I interrupted the chatter of my best friend Val who I’d been visiting with on the cell phone as Ed and I drove around. “Val, I gotta go. There’s a guy in this parking lot with a red train. I think I’m gonna ride.” Val knows better than to doubt my reasons for a quick exit. The next day our emails went like this:
“Sorry I had to duck out last night. Met an interesting Cajun guy with a road licensed train. Weird! but fun! In Beaux Bridge, LA for the next few days. Patty
Her reply, “Only you can write an excuse like this and have it be true. A Cajun guy with a road licensed train – yea only you - Please don’t smoke it all girlfriend.” Val
Tee took us into The Fruit Stand Market to give us a guided tour.
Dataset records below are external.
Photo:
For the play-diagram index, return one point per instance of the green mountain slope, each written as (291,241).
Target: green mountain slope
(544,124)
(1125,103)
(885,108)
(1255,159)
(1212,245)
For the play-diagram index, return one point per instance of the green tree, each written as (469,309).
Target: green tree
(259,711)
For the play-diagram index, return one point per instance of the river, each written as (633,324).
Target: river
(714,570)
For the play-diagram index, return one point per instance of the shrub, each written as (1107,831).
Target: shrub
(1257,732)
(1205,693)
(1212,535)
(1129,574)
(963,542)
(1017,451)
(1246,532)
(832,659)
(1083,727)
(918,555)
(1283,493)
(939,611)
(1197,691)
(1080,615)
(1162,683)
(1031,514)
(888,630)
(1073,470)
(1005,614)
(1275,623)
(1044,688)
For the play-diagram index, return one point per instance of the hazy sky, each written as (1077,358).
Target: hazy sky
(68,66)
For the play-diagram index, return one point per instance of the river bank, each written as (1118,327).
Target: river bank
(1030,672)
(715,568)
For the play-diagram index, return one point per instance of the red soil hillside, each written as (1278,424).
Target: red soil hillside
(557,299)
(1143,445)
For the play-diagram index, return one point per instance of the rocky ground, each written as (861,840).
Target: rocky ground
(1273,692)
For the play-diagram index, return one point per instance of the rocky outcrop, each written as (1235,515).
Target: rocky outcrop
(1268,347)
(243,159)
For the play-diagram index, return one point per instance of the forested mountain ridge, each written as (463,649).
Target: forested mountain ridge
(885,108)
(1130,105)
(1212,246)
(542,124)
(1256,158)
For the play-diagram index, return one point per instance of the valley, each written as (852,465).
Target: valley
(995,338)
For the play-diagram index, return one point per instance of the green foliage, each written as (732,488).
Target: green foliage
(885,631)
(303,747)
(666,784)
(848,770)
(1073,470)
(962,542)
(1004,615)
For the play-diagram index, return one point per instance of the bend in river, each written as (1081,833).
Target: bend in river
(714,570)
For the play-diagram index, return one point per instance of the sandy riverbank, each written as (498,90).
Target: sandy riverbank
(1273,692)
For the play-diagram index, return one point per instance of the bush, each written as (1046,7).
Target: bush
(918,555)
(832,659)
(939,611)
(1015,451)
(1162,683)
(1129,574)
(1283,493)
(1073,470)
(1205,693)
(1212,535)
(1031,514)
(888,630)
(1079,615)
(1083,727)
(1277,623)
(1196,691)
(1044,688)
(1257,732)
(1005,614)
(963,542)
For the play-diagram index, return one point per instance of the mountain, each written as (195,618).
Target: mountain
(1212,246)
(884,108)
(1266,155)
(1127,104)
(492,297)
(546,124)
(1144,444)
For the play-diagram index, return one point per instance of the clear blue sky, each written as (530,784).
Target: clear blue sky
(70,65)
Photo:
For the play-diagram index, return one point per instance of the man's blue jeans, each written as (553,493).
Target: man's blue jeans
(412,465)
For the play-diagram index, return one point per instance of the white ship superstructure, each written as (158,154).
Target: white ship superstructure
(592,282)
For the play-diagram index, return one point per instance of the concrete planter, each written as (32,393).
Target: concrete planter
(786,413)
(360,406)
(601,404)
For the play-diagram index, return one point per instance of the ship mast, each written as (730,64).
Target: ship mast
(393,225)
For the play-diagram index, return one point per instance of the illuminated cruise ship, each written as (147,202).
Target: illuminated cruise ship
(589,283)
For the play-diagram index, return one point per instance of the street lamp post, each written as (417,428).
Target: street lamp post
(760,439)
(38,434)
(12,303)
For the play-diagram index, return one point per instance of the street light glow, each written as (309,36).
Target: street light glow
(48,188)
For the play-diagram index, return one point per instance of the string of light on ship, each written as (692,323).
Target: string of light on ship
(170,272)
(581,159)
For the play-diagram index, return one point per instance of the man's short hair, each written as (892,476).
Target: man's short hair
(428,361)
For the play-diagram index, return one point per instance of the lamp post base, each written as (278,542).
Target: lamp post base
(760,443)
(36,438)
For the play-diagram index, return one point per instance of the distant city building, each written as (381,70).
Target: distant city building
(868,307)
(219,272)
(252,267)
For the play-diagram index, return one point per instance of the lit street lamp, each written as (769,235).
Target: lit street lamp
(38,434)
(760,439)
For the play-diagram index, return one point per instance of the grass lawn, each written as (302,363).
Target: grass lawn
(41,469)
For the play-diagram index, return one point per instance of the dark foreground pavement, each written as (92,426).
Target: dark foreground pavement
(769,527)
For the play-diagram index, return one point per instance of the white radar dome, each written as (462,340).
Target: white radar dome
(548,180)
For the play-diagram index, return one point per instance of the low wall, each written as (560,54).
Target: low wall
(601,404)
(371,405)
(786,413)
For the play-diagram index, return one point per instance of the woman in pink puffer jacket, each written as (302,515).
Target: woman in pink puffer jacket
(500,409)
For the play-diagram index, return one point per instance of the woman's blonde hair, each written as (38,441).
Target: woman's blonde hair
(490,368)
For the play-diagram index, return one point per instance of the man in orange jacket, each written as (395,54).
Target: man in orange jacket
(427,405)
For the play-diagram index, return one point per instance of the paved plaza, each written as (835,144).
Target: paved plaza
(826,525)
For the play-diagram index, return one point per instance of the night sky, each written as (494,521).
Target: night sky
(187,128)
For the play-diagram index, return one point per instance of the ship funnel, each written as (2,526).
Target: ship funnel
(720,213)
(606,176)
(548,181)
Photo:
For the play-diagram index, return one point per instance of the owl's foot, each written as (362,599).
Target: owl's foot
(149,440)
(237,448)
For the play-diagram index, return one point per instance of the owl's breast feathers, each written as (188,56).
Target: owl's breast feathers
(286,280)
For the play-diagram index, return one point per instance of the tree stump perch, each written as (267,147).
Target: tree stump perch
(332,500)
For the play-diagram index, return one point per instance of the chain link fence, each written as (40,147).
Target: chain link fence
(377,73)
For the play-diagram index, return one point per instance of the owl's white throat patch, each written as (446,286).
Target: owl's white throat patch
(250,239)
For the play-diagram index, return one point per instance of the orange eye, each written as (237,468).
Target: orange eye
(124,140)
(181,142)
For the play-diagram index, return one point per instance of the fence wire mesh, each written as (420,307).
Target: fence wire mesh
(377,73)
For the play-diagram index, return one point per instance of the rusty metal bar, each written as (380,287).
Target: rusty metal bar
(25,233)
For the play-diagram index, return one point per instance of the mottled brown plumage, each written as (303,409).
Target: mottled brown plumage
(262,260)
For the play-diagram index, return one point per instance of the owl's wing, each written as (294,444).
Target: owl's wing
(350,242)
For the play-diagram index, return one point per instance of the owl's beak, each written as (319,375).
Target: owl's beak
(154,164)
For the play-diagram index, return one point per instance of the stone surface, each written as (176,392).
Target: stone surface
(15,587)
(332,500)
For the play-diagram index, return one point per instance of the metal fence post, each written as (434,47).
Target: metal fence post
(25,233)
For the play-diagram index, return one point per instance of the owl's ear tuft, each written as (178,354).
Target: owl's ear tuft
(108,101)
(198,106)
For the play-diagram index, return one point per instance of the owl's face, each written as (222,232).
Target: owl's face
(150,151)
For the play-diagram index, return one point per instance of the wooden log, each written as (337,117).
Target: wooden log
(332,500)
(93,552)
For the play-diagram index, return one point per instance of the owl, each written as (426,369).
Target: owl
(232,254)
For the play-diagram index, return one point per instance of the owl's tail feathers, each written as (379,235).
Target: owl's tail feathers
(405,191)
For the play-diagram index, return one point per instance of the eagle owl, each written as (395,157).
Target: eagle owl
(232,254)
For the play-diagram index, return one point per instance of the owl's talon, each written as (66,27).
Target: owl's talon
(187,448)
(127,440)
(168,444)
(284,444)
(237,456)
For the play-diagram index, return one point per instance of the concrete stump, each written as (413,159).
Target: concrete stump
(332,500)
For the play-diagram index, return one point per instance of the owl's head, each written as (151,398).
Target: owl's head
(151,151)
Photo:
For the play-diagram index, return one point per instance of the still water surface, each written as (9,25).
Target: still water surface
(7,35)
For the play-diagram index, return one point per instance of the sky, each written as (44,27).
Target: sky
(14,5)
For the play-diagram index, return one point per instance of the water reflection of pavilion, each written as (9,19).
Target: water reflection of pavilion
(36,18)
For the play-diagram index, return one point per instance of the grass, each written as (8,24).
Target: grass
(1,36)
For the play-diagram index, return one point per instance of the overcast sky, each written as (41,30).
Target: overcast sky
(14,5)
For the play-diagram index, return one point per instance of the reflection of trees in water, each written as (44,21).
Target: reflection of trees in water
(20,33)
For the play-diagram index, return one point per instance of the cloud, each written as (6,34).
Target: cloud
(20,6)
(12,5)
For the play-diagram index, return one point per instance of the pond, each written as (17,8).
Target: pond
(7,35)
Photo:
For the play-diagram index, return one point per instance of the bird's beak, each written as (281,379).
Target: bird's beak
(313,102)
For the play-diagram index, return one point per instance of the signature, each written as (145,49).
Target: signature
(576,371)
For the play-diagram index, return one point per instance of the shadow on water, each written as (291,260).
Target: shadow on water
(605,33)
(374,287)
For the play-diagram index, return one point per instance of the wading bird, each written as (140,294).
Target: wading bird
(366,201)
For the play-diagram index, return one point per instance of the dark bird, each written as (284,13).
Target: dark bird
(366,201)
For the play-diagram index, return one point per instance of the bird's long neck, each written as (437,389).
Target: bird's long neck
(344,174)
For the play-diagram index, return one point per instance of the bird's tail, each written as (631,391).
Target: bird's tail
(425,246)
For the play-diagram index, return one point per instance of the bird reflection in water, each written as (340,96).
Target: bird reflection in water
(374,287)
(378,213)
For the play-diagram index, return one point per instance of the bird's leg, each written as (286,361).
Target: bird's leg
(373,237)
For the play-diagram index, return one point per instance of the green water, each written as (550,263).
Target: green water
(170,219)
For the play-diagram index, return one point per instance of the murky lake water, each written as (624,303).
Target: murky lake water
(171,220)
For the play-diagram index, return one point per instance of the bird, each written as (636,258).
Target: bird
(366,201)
Opening each upright freezer door, he pointed out things no Louisiana kitchen should be without, “Here’s our frozen crawfish, alligator, and okra for frying.” He led us to sacks of crawfish stacked on the cement floor and a display of Swamp Dust. “We use this stuff to boil our crawfish,” he explained. He moved quickly to a small freezer. When he lifted the lid, we saw three freezer sections marked small, medium, and jumbo each full of shrimp. “Now, I’ll warn you, these can be hard to peel, but they are delicious. I recommend the jumbo ones. Don’t waste your time peeling the other ones.”
“When you come back tomorrow, I won’t be here ‘cause it’s my day off.” Tee was nearly apologizing. “You’ll see how good this food can be, yes you will.”
We returned to The Fruit Stand with a noontime appetite. Anne took over where Tee left off. She sized us up as if to measure what we could eat. She scribbled an order on a pad like a doctor writing a prescription – three pounds crawfish, one pound jumbo shrimp, four potatoes, two corn-on- the-cob, and two Cokes. Then she ripped the paper from the pad and taped it to the front of her shirt. “You’ll enjoy this,” she assured.
While she ran water on the jumbo shrimp to defrost them, she took us into the kitchen where crawfish scratched at the sides of four plastic buckets. Anne hoisted one of the buckets and dumped the creatures on a conveyer to demonstrate how they are washed. “They think they can get away,” she said as she picked up one of the crawfish trying to retreat back up the shoot to the washer, “but they can’t.” She dropped the wiggling fellow in with the rest.
She lifted a metal lid from to show us steaming mounds of red potatoes and corn. “I’m gonna fix you some dip for the potatoes, crawfish and shrimp. It’s mayonnaise and seasoning called Slap Ya Mama.”
“The Department of Health says we have to boil the crawfish 12 minutes,” Anne told us as she dumped our lunch into boiling water and set the kitchen timer. “Shrimp will take four minutes.”
Those 12 minutes passed quickly because Anne showed us the local cuisine Tee had missed…pickled okra, boxed batters, tobacco, Swamp Dust, and Slap Ya Mama in varying degrees of spiciness. Before the timer could bing, Anne headed to the kitchen. She returned with our feast!
Not a morsel remained. Anne judged us well.